Be careful challenging the BON, they love making Examples. A "Low-Profile" is good advice. A bone to pick can end up being ours! You can help so many in the mental health field with you RN, don't give up!!

I have given up on the TN BON--I did get the Commissioner's info, but then I thought "this really isn't worth it. I shouldn't have to jump through all the hoops for mental illness".

If HPMP and the organization "ok" it, then I found a great volunteer opportunity (haven't applied yet, can't until approval) that is probably better than anything TN can give me. I am beginning to believe there are actually better leads in general in VA.

I think God leads us in the direction we are supposed to go....and He isn't fond of me helping in TN, now VA--I can be of use in VA. I am finding out that there are options and sometimes, when one door closes, it's because another door is opening/about to open that is better.

I have found the above circumstance, not once, but at least twice or more. It puts me more at ease and helps me get through the heartaches and "disappointments". I put disappointments in quotes because sometimes they are blessings, but at the time we see them as disappointments.

I don't know if it is having a servant's heart and the change of attitude--becoming happier--that has totally changed my luck or if it is looking at what I have and appreciating it, but I think I am setting myself up for my whole life to change for the better.

If the TN thing is ever meant to be, it will happen. But, it's in God's time. I was told God answers prayers with "yes", "not now", or "I have something better for you".

But, one thing I have to admit, I truly believe God made me a nurse for a reason. All throughout nursing school and all this misery, I used to tell God that if He wanted me to be a nurse, then He will have to help me.

Specializes in Adult/Ped Emergency and Trauma.

I hope Virginia answers every prayer for your ventures into Mental Health. It is kind of wild our Nation's capital lies against Virginia's borders. I remember a saying that God wants you to bloom where you are, and it seems like you are blooming beautifully.

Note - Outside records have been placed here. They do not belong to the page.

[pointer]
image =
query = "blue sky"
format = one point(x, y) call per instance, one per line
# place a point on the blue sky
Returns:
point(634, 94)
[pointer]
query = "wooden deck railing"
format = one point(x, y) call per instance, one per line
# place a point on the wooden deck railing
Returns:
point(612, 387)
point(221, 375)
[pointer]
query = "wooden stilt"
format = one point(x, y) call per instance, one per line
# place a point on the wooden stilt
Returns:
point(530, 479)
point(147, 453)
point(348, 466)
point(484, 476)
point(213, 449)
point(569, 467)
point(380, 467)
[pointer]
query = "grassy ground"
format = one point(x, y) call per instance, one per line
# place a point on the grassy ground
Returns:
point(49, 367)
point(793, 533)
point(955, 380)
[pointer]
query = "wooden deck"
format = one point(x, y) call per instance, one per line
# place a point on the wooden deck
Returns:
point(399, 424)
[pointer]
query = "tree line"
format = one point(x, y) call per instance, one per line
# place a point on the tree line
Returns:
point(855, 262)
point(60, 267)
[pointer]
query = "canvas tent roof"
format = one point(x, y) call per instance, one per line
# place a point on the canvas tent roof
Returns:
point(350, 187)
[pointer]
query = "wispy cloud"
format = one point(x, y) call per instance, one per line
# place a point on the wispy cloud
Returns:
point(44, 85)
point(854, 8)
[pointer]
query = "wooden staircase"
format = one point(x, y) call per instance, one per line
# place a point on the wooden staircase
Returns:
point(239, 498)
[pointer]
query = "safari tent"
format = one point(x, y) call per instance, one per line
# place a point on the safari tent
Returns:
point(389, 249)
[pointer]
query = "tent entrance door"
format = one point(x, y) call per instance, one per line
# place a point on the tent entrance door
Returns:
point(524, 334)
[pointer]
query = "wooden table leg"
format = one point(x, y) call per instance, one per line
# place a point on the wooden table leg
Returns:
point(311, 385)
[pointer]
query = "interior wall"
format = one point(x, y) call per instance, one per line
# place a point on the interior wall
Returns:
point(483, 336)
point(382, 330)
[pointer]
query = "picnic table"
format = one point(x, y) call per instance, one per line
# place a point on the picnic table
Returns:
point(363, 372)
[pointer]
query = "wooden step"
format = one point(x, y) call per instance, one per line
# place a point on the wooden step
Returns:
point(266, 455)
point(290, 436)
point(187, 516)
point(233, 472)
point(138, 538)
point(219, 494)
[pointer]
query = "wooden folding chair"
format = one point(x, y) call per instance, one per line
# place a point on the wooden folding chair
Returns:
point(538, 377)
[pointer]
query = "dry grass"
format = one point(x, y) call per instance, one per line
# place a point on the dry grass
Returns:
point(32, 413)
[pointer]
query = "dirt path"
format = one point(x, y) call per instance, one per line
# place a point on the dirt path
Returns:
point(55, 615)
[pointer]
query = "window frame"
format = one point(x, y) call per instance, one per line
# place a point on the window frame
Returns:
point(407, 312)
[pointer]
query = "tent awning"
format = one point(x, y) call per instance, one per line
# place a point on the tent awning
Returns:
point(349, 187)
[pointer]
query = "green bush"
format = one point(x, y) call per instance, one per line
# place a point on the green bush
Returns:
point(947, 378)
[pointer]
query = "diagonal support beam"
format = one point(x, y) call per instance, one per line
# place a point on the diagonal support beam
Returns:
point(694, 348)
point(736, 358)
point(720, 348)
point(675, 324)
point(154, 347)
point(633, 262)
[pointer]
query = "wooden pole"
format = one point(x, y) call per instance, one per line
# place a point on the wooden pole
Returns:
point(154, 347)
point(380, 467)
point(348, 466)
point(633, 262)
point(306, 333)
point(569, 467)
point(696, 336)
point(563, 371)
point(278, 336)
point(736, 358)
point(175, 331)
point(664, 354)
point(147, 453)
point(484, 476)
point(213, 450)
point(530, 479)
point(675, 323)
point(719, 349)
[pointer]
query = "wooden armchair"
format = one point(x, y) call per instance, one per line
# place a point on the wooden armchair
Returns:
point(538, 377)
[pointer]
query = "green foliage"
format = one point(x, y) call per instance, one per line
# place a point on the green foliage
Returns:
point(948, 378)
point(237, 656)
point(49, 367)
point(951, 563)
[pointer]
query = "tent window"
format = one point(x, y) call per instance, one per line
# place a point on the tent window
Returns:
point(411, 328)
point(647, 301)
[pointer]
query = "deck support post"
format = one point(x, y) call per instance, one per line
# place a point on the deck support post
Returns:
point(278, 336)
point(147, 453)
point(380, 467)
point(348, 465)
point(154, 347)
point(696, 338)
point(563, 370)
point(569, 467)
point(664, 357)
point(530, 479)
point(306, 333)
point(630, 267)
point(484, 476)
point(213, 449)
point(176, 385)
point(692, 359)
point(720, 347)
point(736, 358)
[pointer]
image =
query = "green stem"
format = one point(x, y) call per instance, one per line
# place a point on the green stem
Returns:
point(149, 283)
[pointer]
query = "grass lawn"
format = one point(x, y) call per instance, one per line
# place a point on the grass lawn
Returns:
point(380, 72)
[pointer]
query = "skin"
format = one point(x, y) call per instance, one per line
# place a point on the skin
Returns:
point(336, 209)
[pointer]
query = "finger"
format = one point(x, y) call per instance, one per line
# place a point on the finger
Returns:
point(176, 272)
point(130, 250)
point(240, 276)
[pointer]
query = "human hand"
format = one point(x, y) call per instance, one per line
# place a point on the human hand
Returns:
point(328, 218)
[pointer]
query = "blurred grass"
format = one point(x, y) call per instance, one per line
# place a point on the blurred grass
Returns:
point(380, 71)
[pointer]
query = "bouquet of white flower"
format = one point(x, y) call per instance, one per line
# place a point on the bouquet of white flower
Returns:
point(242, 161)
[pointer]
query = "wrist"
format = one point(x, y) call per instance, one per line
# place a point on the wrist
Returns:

The most frustrating character of God is that he does things on his time- not ours. Keep on keeping On:)

Jack,

I have a question about being denied by the board for licensure, due to a criminal background and how to go about reapplying? I hired an attorney, went to a formal hearing & waited 9 months to find out that I was denied. I was told in the letter by the PA BON to reapply after I finished paying off all my fines and my probation ends. I am just about paid off, and my probation will automatically end...I called the board to see what the process would be and they told me to send in another application, and I will have to attend another hearing? Does this sound right to you? I've already went thru this?